HTTP Response Format
-
When the API returns an HTTP code code of 200/201/202, the HTTP response is not empty. The API returns results in JSON format, including top-level fields "code", "message", and "result". All JSON fields are named using camel-case.
-
In a successful API response, the "code" is "0", the "message" is "OK", and the "result" contains the actual results.
{
"code":"0",
"message": "OK",
"result": {....}
}
- In a failed API response, the "code" is not "0", the "message" is a simple error message, and the "result" can contain detailed error information, such as error stack traces.
{
"code":"1",
"message": "Analyze error",
"result": {....}
}
Parameter Passing
-
API parameters are passed in the precedence order of path, request body, query parameters, and header. Choose the appropriate method for parameter passing.
-
Path parameters: Required parameters that represent the object's hierarchical relationship are placed in the path parameters.

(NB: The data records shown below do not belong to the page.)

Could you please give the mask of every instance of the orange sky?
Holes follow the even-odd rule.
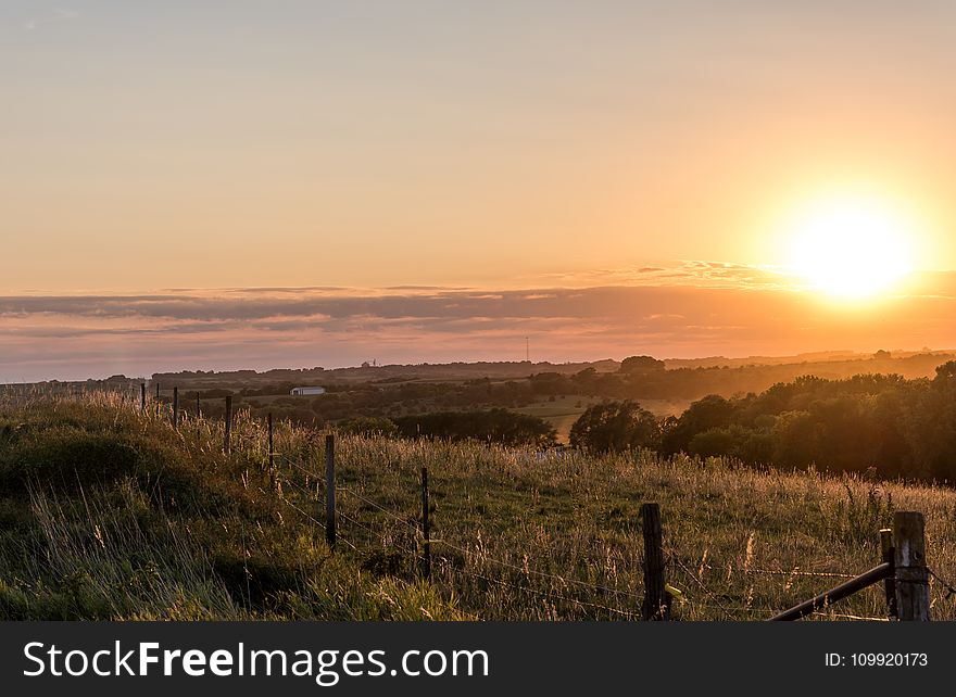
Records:
[[[558,360],[956,346],[921,291],[891,332],[872,302],[744,279],[792,264],[808,202],[860,194],[901,213],[916,269],[956,268],[954,21],[932,0],[4,2],[0,381],[507,358],[532,333]],[[367,321],[267,329],[138,300],[394,286],[507,291],[510,319],[417,295],[382,315],[389,290],[361,293]],[[634,288],[598,307],[612,286]],[[594,289],[588,309],[515,301],[563,288]]]

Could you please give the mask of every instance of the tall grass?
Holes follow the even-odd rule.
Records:
[[[956,579],[956,493],[943,486],[352,435],[337,440],[331,554],[323,434],[277,423],[275,471],[263,423],[240,411],[232,434],[226,456],[222,423],[187,416],[175,432],[117,395],[0,400],[0,614],[634,619],[646,500],[662,507],[679,620],[764,619],[866,571],[897,509],[926,515],[929,563]],[[956,619],[946,595],[934,582],[935,619]],[[816,619],[843,616],[884,617],[882,587]]]

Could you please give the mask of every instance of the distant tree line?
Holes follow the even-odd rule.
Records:
[[[801,377],[759,394],[709,395],[679,417],[654,417],[633,401],[605,402],[574,424],[571,444],[594,451],[645,447],[663,455],[729,456],[936,481],[956,480],[956,362],[933,379],[859,375]]]

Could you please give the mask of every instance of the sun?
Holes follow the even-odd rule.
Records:
[[[911,270],[913,235],[890,206],[830,200],[795,216],[790,268],[816,290],[843,300],[872,297]]]

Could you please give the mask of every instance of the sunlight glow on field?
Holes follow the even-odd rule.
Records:
[[[911,226],[869,200],[828,200],[794,216],[787,235],[791,270],[840,300],[891,290],[913,270]]]

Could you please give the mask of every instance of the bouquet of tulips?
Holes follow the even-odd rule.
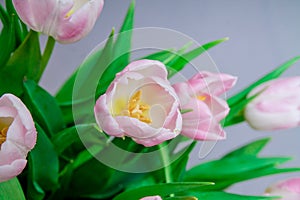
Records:
[[[182,70],[227,38],[132,59],[132,2],[119,32],[113,29],[55,95],[43,89],[39,80],[55,42],[86,36],[103,4],[0,5],[0,199],[300,199],[300,178],[257,196],[226,192],[242,181],[300,171],[279,167],[289,158],[259,155],[269,138],[187,168],[195,144],[211,149],[226,138],[227,126],[244,121],[258,130],[299,126],[300,77],[280,75],[300,57],[226,100],[235,76],[200,67],[185,78]],[[49,36],[44,48],[39,33]]]

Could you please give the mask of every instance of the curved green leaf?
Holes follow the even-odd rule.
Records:
[[[36,124],[37,143],[29,153],[28,195],[42,199],[46,191],[58,187],[59,161],[54,147],[44,130]]]
[[[54,97],[32,80],[24,82],[24,103],[50,136],[65,127],[62,112]]]
[[[22,187],[17,178],[12,178],[8,181],[0,183],[0,199],[1,200],[10,200],[10,199],[25,200]]]
[[[177,183],[163,183],[157,185],[144,186],[133,190],[125,191],[113,200],[139,200],[146,196],[159,195],[162,197],[170,194],[177,194],[182,192],[200,192],[207,189],[207,186],[213,185],[210,182],[177,182]]]

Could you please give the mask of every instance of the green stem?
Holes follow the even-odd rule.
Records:
[[[173,182],[172,170],[170,167],[170,158],[167,146],[164,146],[163,143],[159,145],[159,151],[161,154],[161,158],[164,164],[164,172],[166,183]]]
[[[42,77],[42,75],[43,75],[43,73],[46,69],[46,66],[47,66],[47,64],[50,60],[52,51],[54,49],[54,46],[55,46],[55,40],[54,40],[53,37],[49,36],[48,40],[47,40],[45,50],[44,50],[44,53],[43,53],[43,56],[42,56],[41,67],[40,67],[39,74],[37,76],[37,82],[39,82],[39,80],[41,79],[41,77]]]

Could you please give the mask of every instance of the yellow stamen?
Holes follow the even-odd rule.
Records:
[[[148,116],[150,106],[141,103],[142,91],[139,90],[134,93],[128,101],[127,110],[123,111],[125,116],[136,118],[142,122],[150,124],[152,120]]]
[[[7,139],[7,131],[12,122],[12,117],[0,117],[0,147]]]
[[[206,100],[206,96],[200,95],[200,96],[197,96],[197,99],[200,100],[200,101],[205,101]]]
[[[0,146],[6,140],[7,131],[8,131],[8,127],[4,127],[2,128],[2,130],[0,130]]]
[[[65,18],[69,18],[71,15],[73,15],[73,13],[75,12],[74,9],[71,9],[66,15]]]

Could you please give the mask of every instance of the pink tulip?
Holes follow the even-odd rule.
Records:
[[[196,140],[220,140],[225,138],[220,121],[229,112],[229,107],[218,96],[236,83],[236,77],[228,74],[200,72],[187,82],[174,84],[180,98],[182,134]]]
[[[13,0],[15,9],[31,29],[72,43],[87,35],[102,10],[103,0]]]
[[[26,106],[12,94],[0,98],[0,182],[19,175],[27,153],[36,143],[36,130]]]
[[[281,196],[281,200],[300,199],[300,178],[291,178],[266,189],[267,196]]]
[[[300,77],[266,82],[248,97],[258,94],[245,109],[245,118],[258,130],[287,129],[300,125]]]
[[[176,137],[182,126],[178,97],[163,63],[140,60],[118,73],[96,102],[95,118],[109,135],[154,146]]]
[[[157,195],[157,196],[144,197],[144,198],[141,198],[140,200],[162,200],[162,198]]]

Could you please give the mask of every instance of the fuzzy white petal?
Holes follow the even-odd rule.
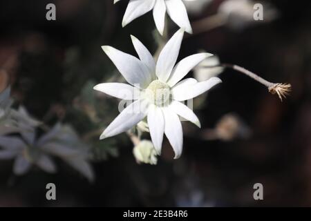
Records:
[[[55,173],[56,166],[52,159],[47,155],[41,155],[36,162],[36,164],[47,173]]]
[[[0,151],[0,159],[8,160],[14,158],[18,152],[17,151],[12,150],[1,150]]]
[[[166,0],[167,14],[171,19],[181,28],[192,34],[192,28],[187,14],[186,7],[182,0]]]
[[[161,108],[152,105],[148,113],[147,120],[152,142],[157,154],[160,155],[164,131],[164,119]]]
[[[153,79],[156,79],[156,62],[148,49],[135,36],[131,35],[135,50],[140,60],[149,68]]]
[[[111,46],[102,48],[129,84],[144,88],[151,82],[151,75],[148,68],[137,57]]]
[[[123,17],[122,27],[150,11],[155,2],[156,0],[130,0]]]
[[[22,140],[17,137],[0,136],[0,146],[10,151],[20,151],[26,146]]]
[[[112,137],[131,129],[147,115],[148,102],[137,100],[123,110],[100,135],[100,139]]]
[[[205,81],[198,82],[186,86],[182,85],[176,86],[171,90],[173,99],[182,102],[196,97],[219,83],[221,83],[219,78],[211,77]]]
[[[201,128],[201,124],[200,123],[200,120],[198,117],[191,109],[184,104],[178,101],[173,101],[169,106],[169,108],[179,116],[194,123],[198,126],[198,127]]]
[[[173,86],[200,62],[212,55],[209,53],[200,53],[184,58],[175,66],[167,84],[171,87]]]
[[[174,88],[178,88],[178,90],[182,90],[182,88],[186,88],[187,87],[194,85],[198,83],[198,81],[195,79],[194,78],[186,78],[184,79],[182,81],[179,81],[172,88],[173,90]]]
[[[100,84],[94,87],[94,90],[117,98],[129,100],[139,99],[140,93],[138,88],[122,83]]]
[[[183,29],[178,30],[160,53],[156,67],[156,75],[163,82],[167,81],[176,63],[183,36]]]
[[[175,152],[174,159],[179,158],[182,152],[182,128],[178,116],[170,108],[163,108],[164,133]]]
[[[163,35],[166,11],[167,6],[165,6],[164,0],[157,0],[154,5],[153,14],[156,26],[161,35]]]

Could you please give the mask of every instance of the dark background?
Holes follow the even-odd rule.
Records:
[[[214,13],[220,1],[191,20]],[[234,113],[252,130],[249,139],[205,141],[185,133],[180,159],[172,160],[165,142],[158,165],[149,166],[136,164],[131,143],[120,135],[119,157],[93,164],[93,184],[71,174],[61,162],[55,175],[34,169],[17,177],[11,162],[0,162],[0,206],[310,206],[311,8],[308,1],[270,1],[280,12],[276,21],[239,31],[221,27],[187,37],[180,55],[205,49],[267,80],[292,84],[291,95],[281,102],[243,75],[227,70],[220,75],[223,83],[195,112],[203,128]],[[70,110],[86,81],[102,82],[113,74],[115,67],[100,46],[135,55],[131,34],[151,51],[156,49],[151,13],[122,28],[127,1],[112,2],[0,1],[0,67],[10,75],[17,104],[39,119],[47,118],[48,124],[59,115],[49,118],[47,113],[66,110],[62,121],[82,133],[89,130],[83,116]],[[56,5],[57,21],[46,19],[48,3]],[[177,26],[171,24],[171,34]],[[109,99],[104,106],[111,106],[111,118],[103,119],[110,122],[116,115],[116,103]],[[199,131],[189,122],[183,128]],[[45,198],[48,182],[57,186],[55,202]],[[253,199],[257,182],[264,186],[260,202]]]

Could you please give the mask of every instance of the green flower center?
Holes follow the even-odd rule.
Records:
[[[162,106],[169,102],[170,88],[167,84],[155,80],[147,88],[146,95],[151,102],[156,106]]]

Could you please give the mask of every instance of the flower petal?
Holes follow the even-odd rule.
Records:
[[[136,50],[138,57],[149,68],[150,73],[152,74],[153,79],[156,79],[156,62],[154,61],[153,57],[152,57],[148,49],[144,46],[144,44],[138,40],[135,36],[131,35],[132,42]]]
[[[129,84],[144,88],[151,81],[148,68],[140,59],[111,46],[102,48]]]
[[[122,27],[150,11],[154,6],[156,0],[130,0],[123,17]]]
[[[160,155],[164,131],[164,120],[161,108],[155,105],[151,106],[147,120],[152,142],[157,154]]]
[[[171,103],[169,108],[179,116],[194,123],[194,124],[198,126],[198,127],[201,128],[201,124],[200,123],[200,120],[198,119],[198,117],[196,117],[191,109],[188,108],[184,104],[180,103],[180,102],[173,101]]]
[[[0,136],[0,146],[6,150],[18,151],[26,146],[26,144],[17,137]]]
[[[31,164],[23,155],[19,155],[14,162],[13,172],[16,175],[23,175],[30,169]]]
[[[167,0],[167,14],[171,19],[181,28],[186,32],[192,34],[192,28],[187,14],[186,7],[182,0]]]
[[[116,135],[131,129],[147,115],[149,103],[137,100],[123,110],[100,135],[100,139]]]
[[[183,59],[175,66],[167,84],[171,87],[173,86],[200,62],[211,56],[213,56],[213,55],[200,53]]]
[[[190,84],[187,86],[174,87],[171,90],[173,99],[179,102],[187,100],[200,95],[205,91],[209,90],[215,85],[221,82],[218,77],[211,77],[207,81]]]
[[[158,0],[153,8],[153,19],[156,23],[156,26],[158,28],[160,34],[163,35],[164,23],[165,23],[165,12],[167,11],[167,6],[165,6],[164,0]]]
[[[96,85],[94,90],[104,93],[122,99],[138,99],[140,91],[138,88],[127,84],[103,83]]]
[[[179,158],[182,152],[182,128],[178,116],[169,108],[163,108],[164,133],[175,152],[174,159]]]
[[[169,39],[160,53],[156,67],[156,75],[163,82],[167,81],[176,63],[183,36],[184,30],[180,29]]]
[[[0,159],[8,160],[14,158],[17,154],[17,151],[13,150],[1,150],[0,151]]]
[[[52,159],[46,155],[41,155],[36,161],[36,164],[47,173],[53,173],[56,172],[55,164]]]

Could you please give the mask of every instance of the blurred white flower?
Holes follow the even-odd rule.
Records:
[[[156,165],[158,162],[157,153],[153,144],[149,140],[142,140],[134,146],[133,154],[137,162]]]
[[[143,120],[142,120],[138,124],[137,124],[137,128],[141,132],[149,133],[149,128],[148,128],[148,124]]]
[[[94,173],[88,162],[90,148],[71,126],[57,124],[40,139],[39,145],[45,152],[60,157],[90,182],[94,180]]]
[[[213,0],[183,0],[187,11],[189,14],[200,14]]]
[[[207,57],[194,68],[194,78],[198,81],[203,81],[218,75],[224,70],[224,68],[219,66],[220,64],[217,56]]]
[[[21,135],[22,139],[17,136],[0,136],[0,159],[15,159],[15,174],[25,174],[31,165],[48,173],[55,173],[56,166],[50,157],[53,155],[60,157],[90,181],[93,180],[94,175],[87,162],[87,148],[71,128],[57,124],[39,139],[35,137],[35,129],[23,130]]]
[[[114,3],[120,0],[115,0]],[[156,26],[161,35],[164,28],[165,12],[181,28],[192,33],[187,10],[182,0],[130,0],[125,11],[122,26],[153,10]]]
[[[225,16],[229,27],[241,29],[255,21],[268,22],[274,20],[278,15],[277,10],[269,3],[263,3],[263,21],[255,21],[254,6],[257,2],[252,0],[226,0],[218,8],[218,13]]]
[[[133,36],[133,44],[140,60],[112,47],[102,47],[125,79],[134,86],[104,83],[95,86],[94,89],[135,102],[108,126],[100,139],[128,131],[147,116],[157,153],[161,153],[165,133],[174,150],[175,159],[180,156],[182,129],[178,115],[200,126],[194,112],[180,102],[198,96],[221,82],[219,78],[212,77],[202,82],[187,78],[178,83],[198,63],[212,56],[209,53],[194,55],[175,66],[183,35],[182,30],[176,32],[161,51],[156,64],[146,47]]]

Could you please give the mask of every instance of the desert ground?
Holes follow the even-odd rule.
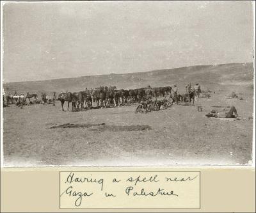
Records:
[[[179,84],[178,84],[179,86]],[[206,90],[205,86],[202,89]],[[213,89],[213,90],[212,90]],[[216,84],[195,106],[135,113],[137,104],[62,111],[56,105],[3,109],[4,164],[167,166],[247,164],[252,159],[252,81]],[[226,99],[232,91],[240,99]],[[197,111],[197,106],[203,111]],[[220,108],[212,106],[220,106]],[[209,118],[212,109],[234,106],[240,120]],[[228,108],[227,108],[227,109]],[[65,123],[85,127],[51,129]],[[101,125],[104,123],[104,125]]]

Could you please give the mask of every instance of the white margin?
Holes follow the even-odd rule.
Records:
[[[86,167],[86,168],[113,168],[113,167],[116,167],[116,168],[132,168],[132,167],[136,167],[136,168],[150,168],[152,169],[154,168],[160,168],[161,167],[164,167],[164,168],[255,168],[255,75],[256,75],[256,72],[255,72],[255,19],[256,19],[256,15],[255,15],[255,2],[254,1],[249,1],[252,3],[252,6],[253,6],[253,72],[254,72],[254,75],[253,75],[253,90],[254,90],[254,95],[253,95],[253,137],[252,137],[252,165],[229,165],[229,164],[222,164],[222,165],[186,165],[186,166],[74,166],[74,165],[45,165],[45,166],[22,166],[22,167],[13,167],[13,166],[4,166],[4,163],[3,163],[3,52],[4,52],[4,49],[3,49],[3,45],[4,45],[4,39],[3,36],[3,6],[4,3],[68,3],[70,1],[1,1],[1,100],[0,100],[0,109],[1,109],[1,122],[0,122],[0,126],[1,126],[1,130],[0,130],[0,166],[1,168],[15,168],[15,169],[20,169],[20,168],[64,168],[64,167]],[[77,1],[77,2],[83,2],[83,1]]]

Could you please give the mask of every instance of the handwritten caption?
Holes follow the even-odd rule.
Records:
[[[61,171],[60,209],[200,209],[200,172]]]

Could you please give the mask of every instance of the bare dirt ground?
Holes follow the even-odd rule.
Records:
[[[174,105],[147,114],[134,113],[136,104],[74,113],[61,111],[60,102],[23,109],[10,106],[3,109],[4,166],[248,164],[253,86],[223,84],[215,90],[210,99],[196,100],[195,106]],[[225,99],[232,91],[243,100]],[[197,111],[198,105],[202,112]],[[212,106],[232,105],[241,120],[205,116]],[[67,123],[84,126],[51,129]]]

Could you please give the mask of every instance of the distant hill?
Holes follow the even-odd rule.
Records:
[[[3,84],[6,93],[56,91],[79,91],[85,88],[116,86],[118,89],[172,86],[184,88],[186,83],[199,83],[202,87],[216,87],[218,84],[252,83],[253,66],[252,63],[218,65],[192,66],[173,69],[154,70],[124,74],[82,76],[76,78],[47,81],[8,83]]]

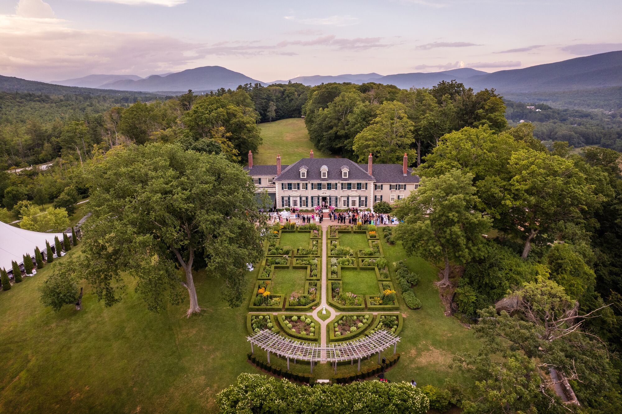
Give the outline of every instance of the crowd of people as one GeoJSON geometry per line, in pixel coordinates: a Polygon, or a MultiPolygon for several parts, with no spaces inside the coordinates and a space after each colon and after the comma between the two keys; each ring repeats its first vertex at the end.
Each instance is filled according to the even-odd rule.
{"type": "Polygon", "coordinates": [[[313,212],[302,213],[294,207],[290,209],[289,216],[283,217],[282,215],[276,214],[274,216],[274,221],[276,221],[277,216],[281,223],[289,222],[300,220],[301,224],[310,223],[316,223],[321,224],[323,221],[325,216],[327,216],[331,221],[336,221],[339,224],[375,224],[379,226],[382,224],[395,224],[396,219],[392,217],[391,214],[373,213],[372,211],[360,211],[358,208],[353,208],[347,211],[337,212],[334,209],[328,213],[313,212]]]}

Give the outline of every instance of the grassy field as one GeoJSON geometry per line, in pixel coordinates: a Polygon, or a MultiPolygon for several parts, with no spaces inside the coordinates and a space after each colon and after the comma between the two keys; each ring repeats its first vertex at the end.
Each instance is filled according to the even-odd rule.
{"type": "Polygon", "coordinates": [[[343,292],[350,292],[359,295],[380,294],[376,272],[370,270],[341,269],[341,285],[343,287],[343,292]]]}
{"type": "MultiPolygon", "coordinates": [[[[79,254],[79,247],[69,257],[79,254]]],[[[389,262],[404,257],[399,245],[383,249],[389,262]]],[[[414,379],[419,385],[441,385],[450,377],[461,380],[447,364],[457,352],[476,349],[477,342],[470,330],[443,315],[433,284],[437,270],[417,257],[407,262],[421,277],[415,292],[423,306],[407,310],[400,299],[404,329],[397,351],[402,358],[386,377],[414,379]]],[[[221,280],[205,271],[195,274],[203,311],[189,319],[187,299],[159,314],[147,310],[132,280],[123,300],[111,308],[98,302],[85,284],[81,311],[68,305],[55,313],[39,300],[38,287],[49,271],[46,267],[0,292],[1,413],[215,412],[220,390],[241,372],[258,372],[246,362],[248,308],[229,308],[221,298],[221,280]]],[[[301,275],[301,285],[304,280],[301,275]]],[[[249,283],[248,297],[253,289],[249,283]]],[[[374,360],[364,361],[363,367],[374,360]]],[[[338,368],[340,373],[352,369],[356,366],[338,368]]],[[[308,372],[309,366],[292,366],[292,370],[308,372]]],[[[332,370],[320,364],[313,372],[330,378],[332,370]]]]}
{"type": "Polygon", "coordinates": [[[300,118],[265,122],[260,124],[259,128],[263,144],[253,157],[253,163],[258,165],[274,165],[277,154],[281,154],[284,165],[289,165],[301,158],[309,158],[311,150],[315,158],[332,156],[322,154],[313,146],[309,140],[305,121],[300,118]]]}
{"type": "Polygon", "coordinates": [[[369,247],[367,242],[367,236],[357,233],[345,233],[339,235],[339,244],[350,247],[354,251],[367,249],[369,247]]]}
{"type": "Polygon", "coordinates": [[[289,295],[292,292],[302,293],[307,271],[302,269],[276,269],[268,289],[274,293],[289,295]]]}
{"type": "Polygon", "coordinates": [[[280,246],[292,249],[307,248],[311,238],[309,233],[283,233],[281,235],[280,246]]]}

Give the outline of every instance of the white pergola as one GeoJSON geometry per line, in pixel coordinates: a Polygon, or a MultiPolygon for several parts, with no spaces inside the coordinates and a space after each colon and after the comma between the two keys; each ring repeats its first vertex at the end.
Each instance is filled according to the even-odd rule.
{"type": "Polygon", "coordinates": [[[350,361],[351,364],[354,364],[354,361],[356,359],[358,361],[358,370],[360,371],[361,358],[369,359],[376,353],[379,364],[381,352],[392,345],[393,353],[395,354],[399,339],[399,336],[394,336],[384,329],[354,341],[329,344],[325,346],[296,341],[269,329],[264,329],[252,336],[246,337],[246,340],[251,343],[251,352],[255,353],[253,345],[264,349],[267,353],[269,364],[271,352],[287,359],[288,370],[290,359],[294,359],[294,364],[297,359],[308,361],[311,364],[312,374],[313,363],[317,361],[332,362],[335,374],[337,372],[337,362],[350,361]]]}

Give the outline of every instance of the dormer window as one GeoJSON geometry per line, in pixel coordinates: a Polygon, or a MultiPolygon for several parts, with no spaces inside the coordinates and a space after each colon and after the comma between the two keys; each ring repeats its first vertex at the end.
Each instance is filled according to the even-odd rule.
{"type": "Polygon", "coordinates": [[[348,168],[345,165],[341,165],[341,178],[348,178],[348,172],[350,171],[348,168]]]}
{"type": "Polygon", "coordinates": [[[299,170],[299,171],[300,172],[300,178],[307,178],[307,170],[309,168],[307,168],[306,165],[303,165],[302,167],[300,167],[300,169],[299,170]]]}

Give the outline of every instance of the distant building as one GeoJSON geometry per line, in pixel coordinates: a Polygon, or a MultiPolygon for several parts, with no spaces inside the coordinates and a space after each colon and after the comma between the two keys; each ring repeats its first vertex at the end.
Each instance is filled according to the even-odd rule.
{"type": "Polygon", "coordinates": [[[412,175],[408,157],[402,164],[358,164],[343,158],[304,158],[291,165],[253,165],[248,154],[244,167],[253,177],[256,192],[266,191],[276,208],[312,209],[373,207],[378,201],[394,203],[407,196],[419,186],[419,177],[412,175]]]}

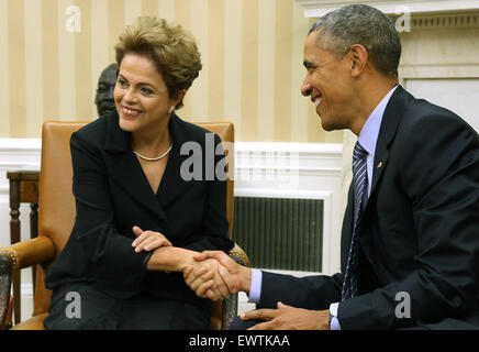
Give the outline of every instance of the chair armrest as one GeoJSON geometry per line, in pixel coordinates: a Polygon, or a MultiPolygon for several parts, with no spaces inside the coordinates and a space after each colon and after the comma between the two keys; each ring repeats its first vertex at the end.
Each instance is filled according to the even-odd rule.
{"type": "MultiPolygon", "coordinates": [[[[237,243],[230,251],[230,256],[239,265],[249,266],[249,258],[237,243]]],[[[221,330],[227,330],[234,318],[237,317],[238,295],[230,295],[222,301],[221,330]]]]}
{"type": "Polygon", "coordinates": [[[239,265],[249,267],[249,258],[237,243],[235,243],[234,248],[230,251],[230,256],[239,265]]]}
{"type": "Polygon", "coordinates": [[[47,237],[40,237],[0,249],[0,255],[10,261],[12,271],[51,262],[55,257],[55,245],[47,237]]]}

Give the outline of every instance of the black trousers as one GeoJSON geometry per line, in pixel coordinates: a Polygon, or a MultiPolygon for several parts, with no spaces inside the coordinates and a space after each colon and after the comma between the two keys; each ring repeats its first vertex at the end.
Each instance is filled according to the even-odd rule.
{"type": "Polygon", "coordinates": [[[47,330],[204,330],[210,320],[211,311],[187,301],[148,295],[116,299],[87,284],[74,284],[54,292],[44,326],[47,330]]]}

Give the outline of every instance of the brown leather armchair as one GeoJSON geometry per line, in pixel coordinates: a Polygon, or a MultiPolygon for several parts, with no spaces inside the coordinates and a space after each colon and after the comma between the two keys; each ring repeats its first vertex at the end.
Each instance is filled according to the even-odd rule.
{"type": "MultiPolygon", "coordinates": [[[[10,285],[12,271],[36,265],[36,283],[33,317],[15,324],[12,329],[43,330],[43,320],[48,315],[52,292],[45,288],[44,277],[48,265],[65,246],[75,221],[75,199],[71,193],[71,158],[69,140],[73,132],[85,122],[45,122],[42,131],[42,162],[40,176],[38,237],[0,249],[0,328],[9,316],[10,285]]],[[[229,175],[234,172],[234,128],[230,122],[198,123],[216,133],[226,150],[229,175]]],[[[233,177],[227,179],[229,234],[233,228],[233,177]]],[[[237,245],[230,255],[242,265],[249,265],[248,257],[237,245]]],[[[227,329],[236,317],[237,295],[214,304],[211,329],[227,329]]]]}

/api/v2/warehouses/{warehouseName}/backends/{backendId}
/api/v2/warehouses/ware0/backends/10027
-
Request body: Parameters are passed using application/json. Parameters can be of required or optional types.
-
Query parameters: Using query parameters and request body parameters at the same time is not allowed. For the same API, choose either one. If the number of parameters excluding header parameters and path parameters is not more than 2, query parameters can be used; otherwise, use the request body to pass parameters.
-
HEADER parameters: Headers should be used to pass HTTP standard parameters such as Content-type and Accept are placed in the header, implementors should not abuse http headers to pass customized parameters. When using headers to pass parameters for user extensions, the header name should be in the format
x-starrocks-{name}
, where the name can contain multiple English words, and each word is in lowercase and concatenated by hyphens (-).